As I posted in another discussion and was touched upon earlier in this thread, ISTM that at the very best and most charitable, these Parental Morons could have been thinking along the lines of “oh, those bureaucrats at the school wasting our time, what teenage boy does not have violent fantasies or goes around saying that he hates his life, it’s something he’ll get over”. But more likely the mindset was “&*&^%$ snowflakes, sooo scared about a picture of a gun…”

Of course, the way they proceeded to just leave him in the care of the Public Defender and haul outta town is… suggestive, that there may be some interesting shit that will come up in the investigation and that they did not want to stick around for.

My kids typically lugged their books all over at school, though they were not permitted to have backpacks with them during the day. If they had their backpacks at all, they’d have been loaded down with textbooks.

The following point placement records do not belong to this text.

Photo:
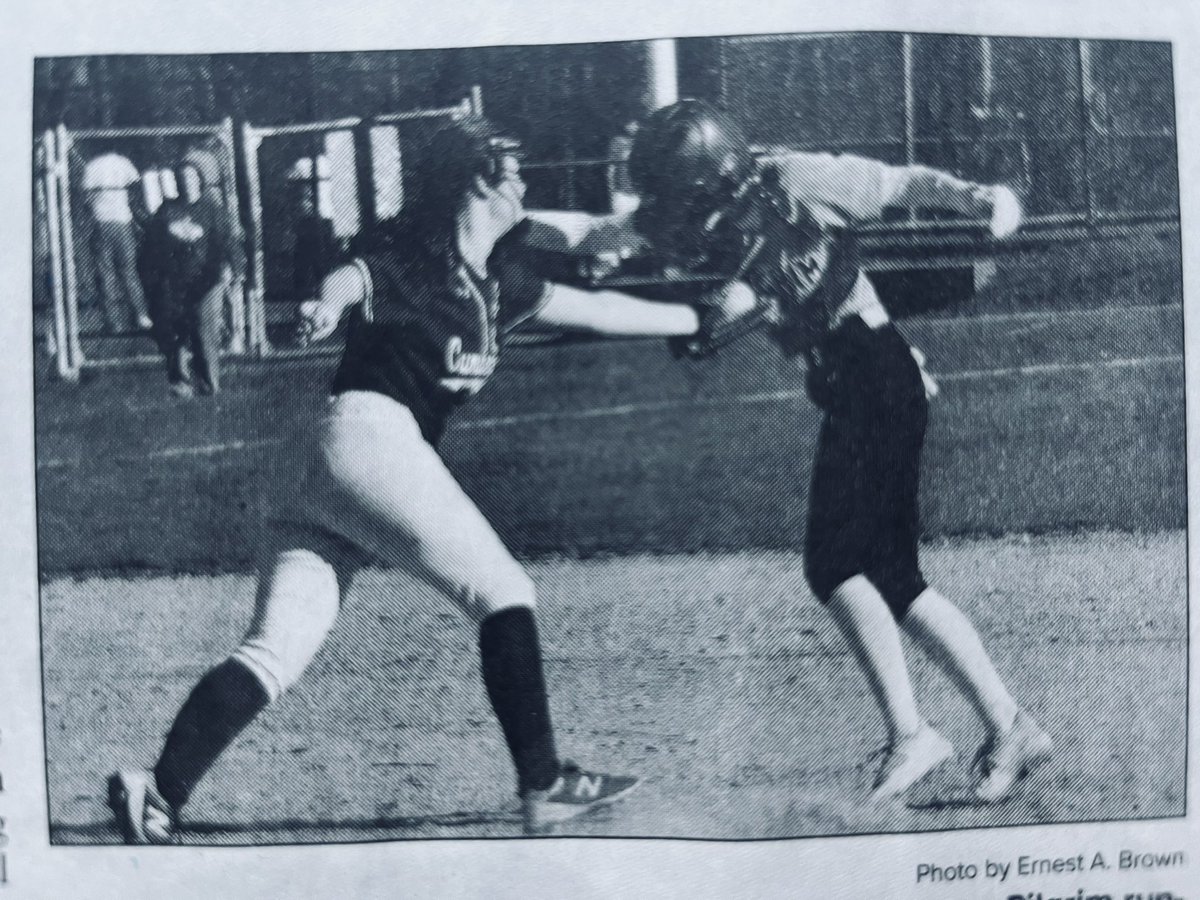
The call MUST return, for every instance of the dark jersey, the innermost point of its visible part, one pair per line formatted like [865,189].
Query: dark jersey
[429,333]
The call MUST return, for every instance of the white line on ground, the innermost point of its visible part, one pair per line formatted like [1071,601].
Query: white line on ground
[1048,369]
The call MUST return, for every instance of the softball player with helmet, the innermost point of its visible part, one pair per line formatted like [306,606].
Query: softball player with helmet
[785,227]
[430,306]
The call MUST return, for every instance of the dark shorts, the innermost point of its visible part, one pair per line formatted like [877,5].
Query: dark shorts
[864,515]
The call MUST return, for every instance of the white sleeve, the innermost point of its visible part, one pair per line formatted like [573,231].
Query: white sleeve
[919,186]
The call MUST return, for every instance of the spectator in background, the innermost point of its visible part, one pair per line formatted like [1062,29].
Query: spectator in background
[187,263]
[315,250]
[622,196]
[106,183]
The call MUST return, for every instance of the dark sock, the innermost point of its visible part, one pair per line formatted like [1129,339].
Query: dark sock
[510,658]
[225,702]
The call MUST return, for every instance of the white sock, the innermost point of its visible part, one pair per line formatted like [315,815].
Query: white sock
[953,643]
[871,633]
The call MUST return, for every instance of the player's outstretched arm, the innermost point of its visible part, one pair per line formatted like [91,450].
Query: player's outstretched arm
[581,233]
[341,289]
[610,312]
[919,186]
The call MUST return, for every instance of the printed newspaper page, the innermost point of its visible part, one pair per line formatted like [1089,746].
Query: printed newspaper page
[600,450]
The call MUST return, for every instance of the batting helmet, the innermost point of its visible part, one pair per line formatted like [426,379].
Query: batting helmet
[691,165]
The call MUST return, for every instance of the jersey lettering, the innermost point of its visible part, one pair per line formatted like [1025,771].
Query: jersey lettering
[463,363]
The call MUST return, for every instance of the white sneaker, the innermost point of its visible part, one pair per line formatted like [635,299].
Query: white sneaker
[143,816]
[574,793]
[909,760]
[1011,756]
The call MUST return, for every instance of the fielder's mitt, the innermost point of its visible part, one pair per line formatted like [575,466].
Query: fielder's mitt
[726,315]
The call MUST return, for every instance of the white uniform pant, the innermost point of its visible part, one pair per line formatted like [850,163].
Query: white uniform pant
[372,487]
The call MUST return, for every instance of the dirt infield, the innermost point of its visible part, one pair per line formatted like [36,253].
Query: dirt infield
[1066,421]
[715,677]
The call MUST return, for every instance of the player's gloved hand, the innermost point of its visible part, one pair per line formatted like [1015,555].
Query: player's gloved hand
[1006,211]
[726,315]
[927,379]
[318,319]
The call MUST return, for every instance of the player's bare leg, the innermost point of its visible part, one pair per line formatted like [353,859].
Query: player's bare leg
[915,749]
[298,599]
[1015,744]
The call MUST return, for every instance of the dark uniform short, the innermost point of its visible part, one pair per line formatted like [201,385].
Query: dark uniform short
[864,514]
[864,504]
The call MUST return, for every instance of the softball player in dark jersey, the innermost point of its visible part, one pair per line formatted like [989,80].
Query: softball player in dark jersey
[430,306]
[787,225]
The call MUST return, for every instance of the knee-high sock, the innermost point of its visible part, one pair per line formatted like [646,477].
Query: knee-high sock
[222,703]
[873,635]
[953,643]
[510,658]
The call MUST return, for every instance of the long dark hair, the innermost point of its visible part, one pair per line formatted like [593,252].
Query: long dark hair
[438,183]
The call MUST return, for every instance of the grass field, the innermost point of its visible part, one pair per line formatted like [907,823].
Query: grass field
[660,507]
[715,677]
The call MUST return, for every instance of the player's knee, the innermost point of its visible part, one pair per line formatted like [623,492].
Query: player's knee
[899,588]
[298,604]
[826,573]
[502,591]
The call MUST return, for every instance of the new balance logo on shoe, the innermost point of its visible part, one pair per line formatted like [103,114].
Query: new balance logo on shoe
[588,787]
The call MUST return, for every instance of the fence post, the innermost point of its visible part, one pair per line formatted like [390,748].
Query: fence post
[910,108]
[1086,106]
[237,297]
[73,347]
[256,324]
[49,178]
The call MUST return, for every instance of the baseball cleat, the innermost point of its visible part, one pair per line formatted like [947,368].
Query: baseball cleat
[574,793]
[909,760]
[142,815]
[1011,756]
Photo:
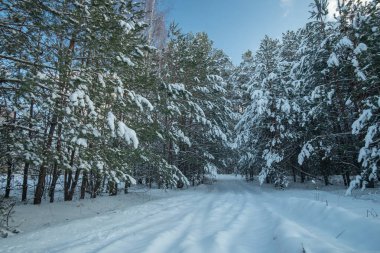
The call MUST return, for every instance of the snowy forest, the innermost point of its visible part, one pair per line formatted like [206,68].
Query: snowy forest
[97,96]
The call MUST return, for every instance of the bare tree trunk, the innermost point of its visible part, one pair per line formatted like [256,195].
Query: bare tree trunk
[26,166]
[9,179]
[25,182]
[56,174]
[69,184]
[84,185]
[42,173]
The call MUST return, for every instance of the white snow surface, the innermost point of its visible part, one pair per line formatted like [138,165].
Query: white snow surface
[228,216]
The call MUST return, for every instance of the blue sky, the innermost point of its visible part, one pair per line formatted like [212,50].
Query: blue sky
[238,25]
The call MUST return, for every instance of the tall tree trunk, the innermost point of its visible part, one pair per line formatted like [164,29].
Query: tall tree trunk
[56,171]
[26,166]
[9,179]
[10,165]
[74,185]
[56,174]
[42,173]
[84,185]
[25,182]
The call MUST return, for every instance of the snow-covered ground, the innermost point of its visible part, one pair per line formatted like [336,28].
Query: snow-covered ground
[228,216]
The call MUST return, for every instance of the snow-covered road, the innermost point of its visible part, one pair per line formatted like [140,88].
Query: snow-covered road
[229,216]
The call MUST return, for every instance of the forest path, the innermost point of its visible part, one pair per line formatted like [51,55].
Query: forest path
[228,216]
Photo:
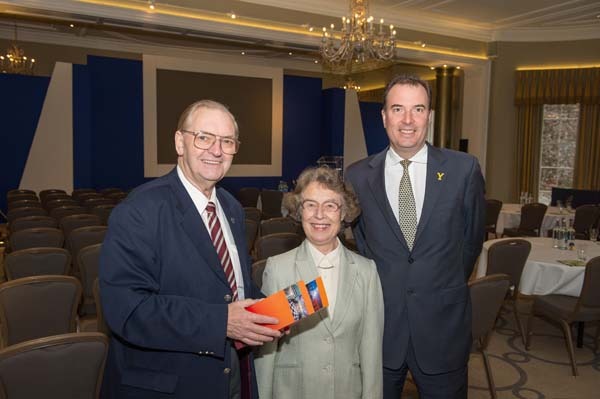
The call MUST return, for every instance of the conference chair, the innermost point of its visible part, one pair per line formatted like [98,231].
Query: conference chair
[65,366]
[88,266]
[279,225]
[38,306]
[271,203]
[258,268]
[509,257]
[251,233]
[101,325]
[37,262]
[44,193]
[532,216]
[23,203]
[72,222]
[62,211]
[248,196]
[28,222]
[36,237]
[274,244]
[585,218]
[566,310]
[81,238]
[22,212]
[487,296]
[103,212]
[252,213]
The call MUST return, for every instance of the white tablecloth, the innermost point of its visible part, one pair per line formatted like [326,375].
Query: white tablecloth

I absolutely agree that the school lost an opportunity to nip this in the bud, given the rather clear signs the kid was giving off - it’s unfortunate as hell that they failed to do so, but it’s not their fault the kid went postal. I’m quite sure that there will be lawsuits against them, nonetheless.

The parents, on the other hand… criminal negligence at a minimum. Is there evidence that they knew he was having emotional problems, prior to the incident with the drawing?

The article mentions that the parents did not ask where the handgun was. Why on earth would they? Would you expect them to ask the school about it? Their kid? That part seems like an odd commentary.

Flashing back to my own kids’ experience in middle school: my son (mild autism) was being tormented at school. Not physically, as a rule, but teased by kids both at his level, and at the high school level, as word had gotten around that this weird kid would freak out most amusingly if you sang the ABC song around him. At one point, he said to a counselor “I wish I could bring a gun to school and shoot them!”.

Fortunately for him, the school did not take the overkill approach of tossing him out on his ear - as that would not have worked out well for him - and we were very, very glad to be able to tell them that we did NOT own any weapons nor did he otherwise have access to any.

I’m glad to hear they were sensible.

I think it is pretty common even for older people to make statements in this direction. I’ve seen statements almost, not quite, like this — maybe hoping he dies in a les specified way — on this board, concerning a past U.S. President.

Question: what is the sentence range the parents are looking at if convicted? I’ve read through this thread over the past couple of days, but I don’t recall seeing it. (Apologies if it’s there somewhere and I’ve missed it.)

Most school districts can’t afford to properly pay their teachers or buy enough textbooks to go around. Where do you propose we find the money to turn every public school in the country into the Baghdad Green Zone?

I believe I’ve heard 15 years tops. Is that per count? I don’t know.